Yİ Parti İzmir Milletvekili Aytun Çıray, Doğu Akdeniz'deki gelişmelere ilişkin, "AKP Hükümeti’nin zaaflarından ve bu zaafların AB ile yarattığı sorunlardan cesaret alan Miçotakis Doğu Akdeniz’de bir oldubitti yaratmak istemektedir" değerlendirmesinde bulundu.

Çıray, şunları söyledi:

Yunanistan ile masaya oturmayın

Yunanistan ile masaya oturmayın! Ne yazık ki tartışmalar Yunanistan’ın talepleri üzerinden yapılmaktadır. Türkiye’nin Yunanistan ile arasındaki sorunlar- diğer bir deyişle müzakere etmesi beklenen mevzular- Doğu Akdeniz’de değil, Adalar Denizi yani Ege Bölgesindedir. Zira Yunanistan’ın Doğu Akdeniz’de kıyısı yok. Bu nedenle Türkiye’nin Doğu Akdeniz’deki muhatabı Yunanistan olamaz.”

Türkiye gevşek davranmamalı

Türkiye masaya oturacaksa EGAYDAAK, yani Egemenliği Andlaşmalarla Yunanistan’a Devredilmemiş Ada, Adacık ve Kayalıklar, Yunanistan’a gayri-askeri statü'de olma şartı ile devredilen 23 adanın gayri-askeri statüye geri dönmesi ve dünyada tek örnek olan hava Sahası’nın 10 Milden karasuları sınırına indirmesi için oturmalıdır. Türkiye gevşek davranmamalı, masaya oturmadan önce Ege’deki karasularının 6 milin üzerine çıkarılmasının, bizim için hâlâ 'casus belli' olduğunun bilinci ile oturmalıdır. Barışçıl olmak aciz olmak değildir.

Uzun vadeli maraton

Miçotakis’in de ifade ettiği gibi ‘Yunanistan, görüşmelerin başlamasını ve Türkiye ile müzakere etmeyi mutlaka istemektedir.’ Halbuki Türkiye, gerçek sorunlar gelmediği süre zarfında, masaya oturmakta acele etmedikçe haklarını korumaya devam edecektir.

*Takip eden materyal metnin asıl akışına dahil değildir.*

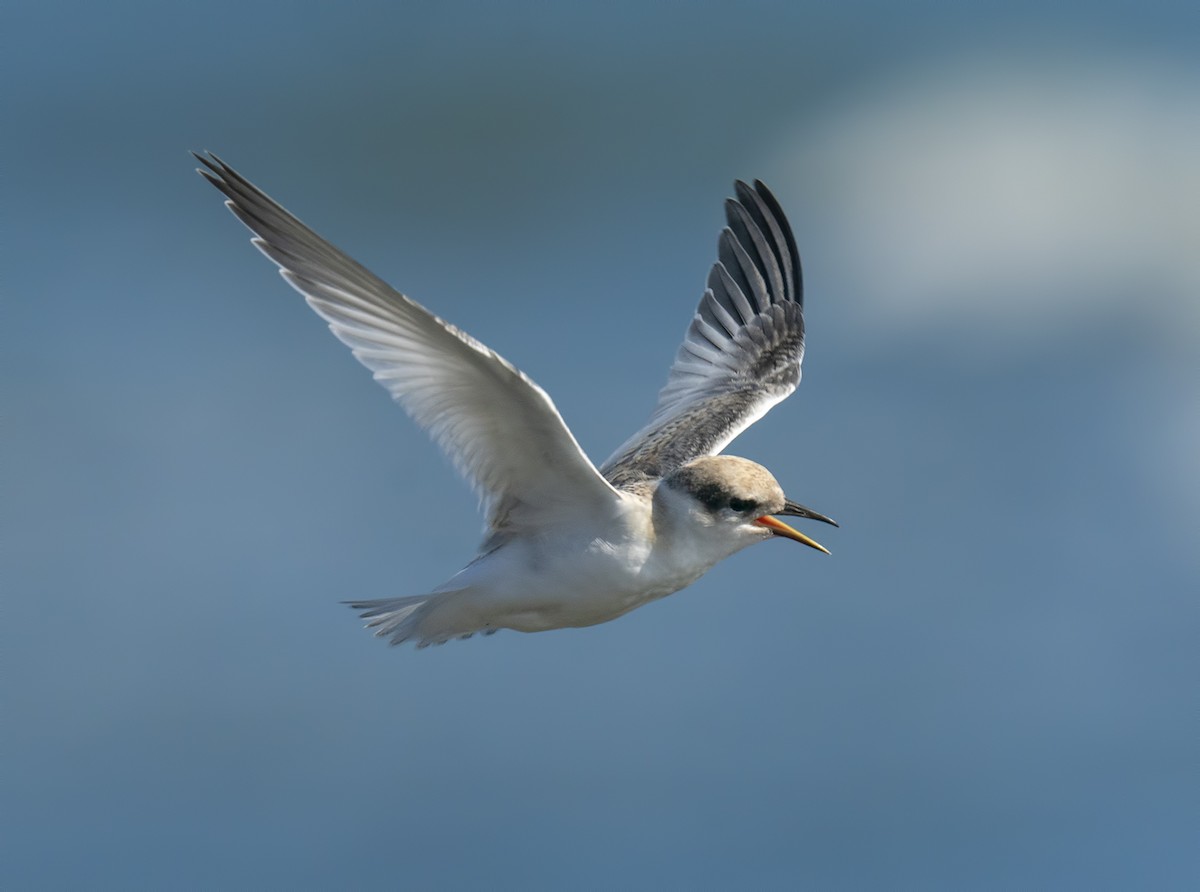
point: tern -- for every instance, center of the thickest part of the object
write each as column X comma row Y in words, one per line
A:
column 569, row 544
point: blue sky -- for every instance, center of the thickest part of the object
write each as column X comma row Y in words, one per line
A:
column 989, row 684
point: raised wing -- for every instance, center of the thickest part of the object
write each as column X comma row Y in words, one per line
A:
column 498, row 426
column 743, row 349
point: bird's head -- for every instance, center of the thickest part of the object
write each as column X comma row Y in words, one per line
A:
column 731, row 501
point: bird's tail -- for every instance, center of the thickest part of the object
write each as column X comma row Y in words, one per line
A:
column 425, row 618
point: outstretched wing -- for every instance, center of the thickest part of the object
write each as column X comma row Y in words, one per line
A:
column 498, row 426
column 743, row 349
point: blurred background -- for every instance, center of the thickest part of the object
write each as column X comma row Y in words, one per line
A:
column 990, row 684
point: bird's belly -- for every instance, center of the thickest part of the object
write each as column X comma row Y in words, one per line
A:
column 591, row 586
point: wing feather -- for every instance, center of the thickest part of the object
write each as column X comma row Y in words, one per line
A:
column 498, row 426
column 742, row 352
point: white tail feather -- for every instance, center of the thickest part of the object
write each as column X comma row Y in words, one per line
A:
column 426, row 618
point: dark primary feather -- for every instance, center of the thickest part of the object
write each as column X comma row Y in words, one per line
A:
column 742, row 352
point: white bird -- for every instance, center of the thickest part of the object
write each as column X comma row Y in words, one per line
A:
column 569, row 544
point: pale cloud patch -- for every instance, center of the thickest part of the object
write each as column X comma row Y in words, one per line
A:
column 1013, row 192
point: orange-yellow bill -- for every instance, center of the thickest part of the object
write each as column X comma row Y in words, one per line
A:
column 780, row 528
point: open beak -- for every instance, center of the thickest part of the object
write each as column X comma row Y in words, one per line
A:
column 793, row 509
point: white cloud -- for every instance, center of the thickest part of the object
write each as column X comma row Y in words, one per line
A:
column 1015, row 192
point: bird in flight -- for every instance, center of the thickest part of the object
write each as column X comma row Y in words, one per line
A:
column 569, row 544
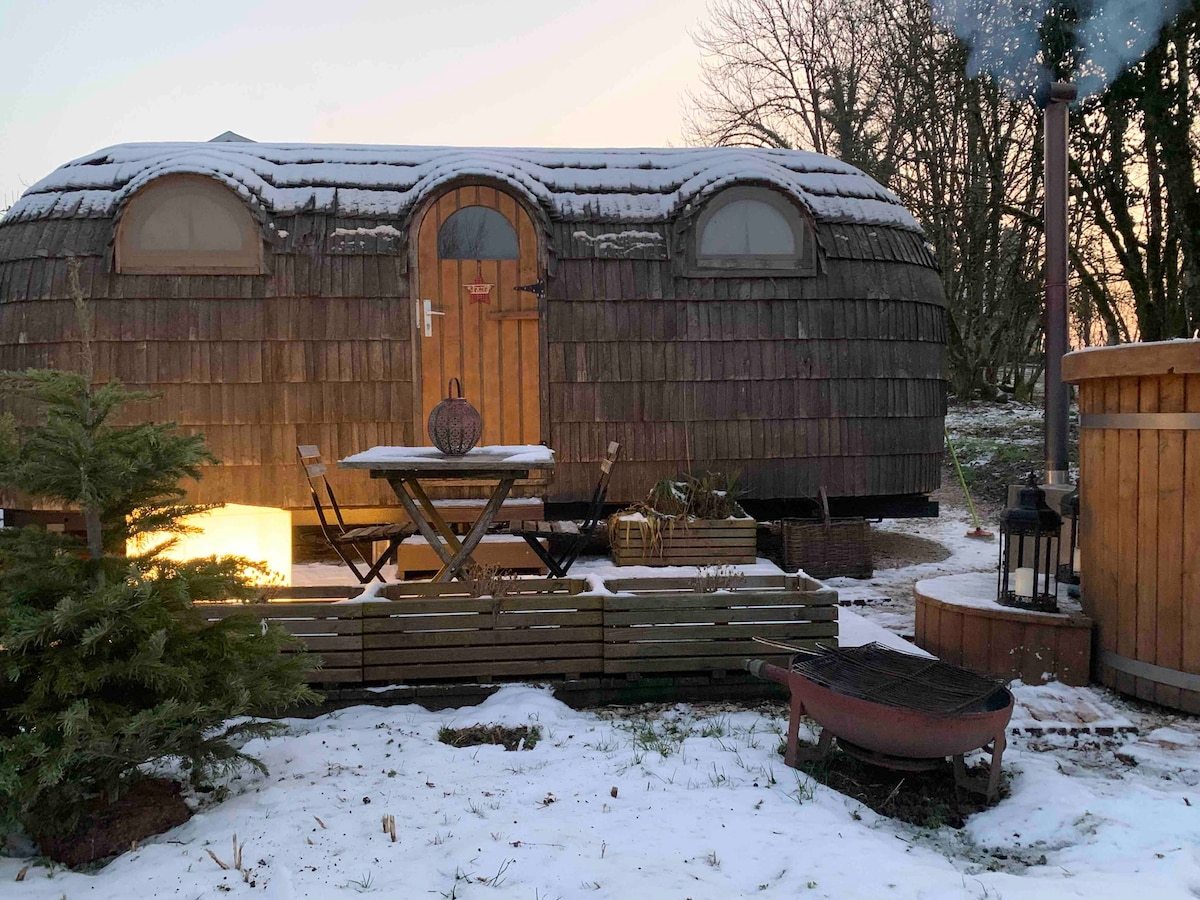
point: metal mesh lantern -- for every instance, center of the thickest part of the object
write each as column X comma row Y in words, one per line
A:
column 1029, row 551
column 455, row 425
column 1068, row 571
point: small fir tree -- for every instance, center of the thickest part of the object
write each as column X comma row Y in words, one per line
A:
column 106, row 666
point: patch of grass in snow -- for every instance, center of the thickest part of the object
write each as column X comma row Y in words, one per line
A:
column 664, row 737
column 522, row 737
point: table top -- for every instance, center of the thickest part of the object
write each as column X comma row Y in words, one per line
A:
column 431, row 461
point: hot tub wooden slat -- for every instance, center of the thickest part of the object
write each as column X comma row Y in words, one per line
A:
column 1169, row 651
column 1191, row 569
column 1140, row 516
column 1003, row 642
column 1138, row 631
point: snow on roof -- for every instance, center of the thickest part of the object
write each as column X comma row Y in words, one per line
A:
column 389, row 181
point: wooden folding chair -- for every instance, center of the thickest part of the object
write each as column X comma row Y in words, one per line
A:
column 341, row 538
column 582, row 533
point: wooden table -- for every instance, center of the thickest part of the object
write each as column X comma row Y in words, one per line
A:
column 406, row 467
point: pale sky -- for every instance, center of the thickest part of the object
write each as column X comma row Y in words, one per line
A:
column 77, row 76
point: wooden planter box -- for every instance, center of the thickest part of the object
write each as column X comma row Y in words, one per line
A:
column 700, row 541
column 664, row 625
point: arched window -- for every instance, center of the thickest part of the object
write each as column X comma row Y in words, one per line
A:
column 751, row 228
column 477, row 233
column 187, row 225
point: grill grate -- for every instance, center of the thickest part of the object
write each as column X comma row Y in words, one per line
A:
column 892, row 678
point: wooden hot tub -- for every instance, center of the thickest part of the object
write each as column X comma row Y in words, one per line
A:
column 1140, row 515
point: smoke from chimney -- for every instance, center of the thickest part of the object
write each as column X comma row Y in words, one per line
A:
column 1027, row 43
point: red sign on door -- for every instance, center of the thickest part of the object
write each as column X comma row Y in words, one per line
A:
column 480, row 291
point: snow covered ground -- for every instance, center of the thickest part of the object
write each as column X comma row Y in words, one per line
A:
column 684, row 802
column 689, row 801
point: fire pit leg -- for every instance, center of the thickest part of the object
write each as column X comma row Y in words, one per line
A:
column 792, row 753
column 991, row 786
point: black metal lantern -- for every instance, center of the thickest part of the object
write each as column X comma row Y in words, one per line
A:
column 1029, row 552
column 1068, row 571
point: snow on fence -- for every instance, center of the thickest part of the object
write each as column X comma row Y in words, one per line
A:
column 547, row 627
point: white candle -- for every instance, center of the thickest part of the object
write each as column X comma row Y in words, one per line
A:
column 1024, row 582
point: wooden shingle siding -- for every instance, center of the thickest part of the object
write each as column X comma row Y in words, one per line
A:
column 833, row 379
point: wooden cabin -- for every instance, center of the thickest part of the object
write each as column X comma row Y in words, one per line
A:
column 774, row 312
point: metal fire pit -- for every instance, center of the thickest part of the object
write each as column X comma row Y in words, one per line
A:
column 894, row 709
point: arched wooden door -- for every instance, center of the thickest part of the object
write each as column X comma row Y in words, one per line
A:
column 471, row 238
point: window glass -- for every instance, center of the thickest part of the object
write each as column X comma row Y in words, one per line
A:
column 747, row 228
column 187, row 225
column 196, row 223
column 477, row 233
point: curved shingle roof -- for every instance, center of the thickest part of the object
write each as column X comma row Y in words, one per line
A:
column 389, row 181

Bu konuyu uzun vadeli bir maraton olarak görmek gerekir. Türkiye konuyu uzun vadede uluslararası hukuka uygun şekilde çözmeyi hedeflemelidir.

Yunanistan ise ivedilikle masaya oturmak ve taleplerini acilen tartışmak ve kabul ettirmek hevesindedir. Sebebi ise, kendi belirledikleri çerçeve içerisine Türkiye ile olan asıl sorunları görüşmelere dahil etmeyerek, Yunan talepleri üzerinden müzakere etmektir. AKP Hükümeti’nin zaaflarından ve bu zaafların AB ile yarattığı sorunlardan cesaret alan Miçotakis Doğu Akdeniz’de bir oldubitti yaratmak istemektedir.

Hatta daha da ileri giderek, ‘Türkiye ile oturup konuşmak, hiç konuşmamaktan çok daha iyidir. Bu görüşmelerin başlatılmasını en başından beri arzu ediyorduk. Ege'deki bazı adaların ‘aidiyeti’, ‘silahlandırılmaları' gibi konular hiçbir Yunan hükümeti tarafından tartışılmayacak’ diyecek kadar küstahlaşmaktadır. Peki Türkiye bu şartlar altında Yunanistan ile müzakere masasına oturursa ne olur? Türkiye, çerçevesi Yunanistan tarafından çizilmiş bir masada Yunanistan talepleri üzerinden müzakere etmek durumunda kalır ki bu da Yunan taleplerinin sorun olarak yansıtılması ve bunlara çözüm olarak da Türkiye’nin kendi hak ve menfaatlerinden ödün vermesi ile sonuçlanır. Türk milletinin Kurtuluş Savaşı’nda kazandıkları geri verilemez.”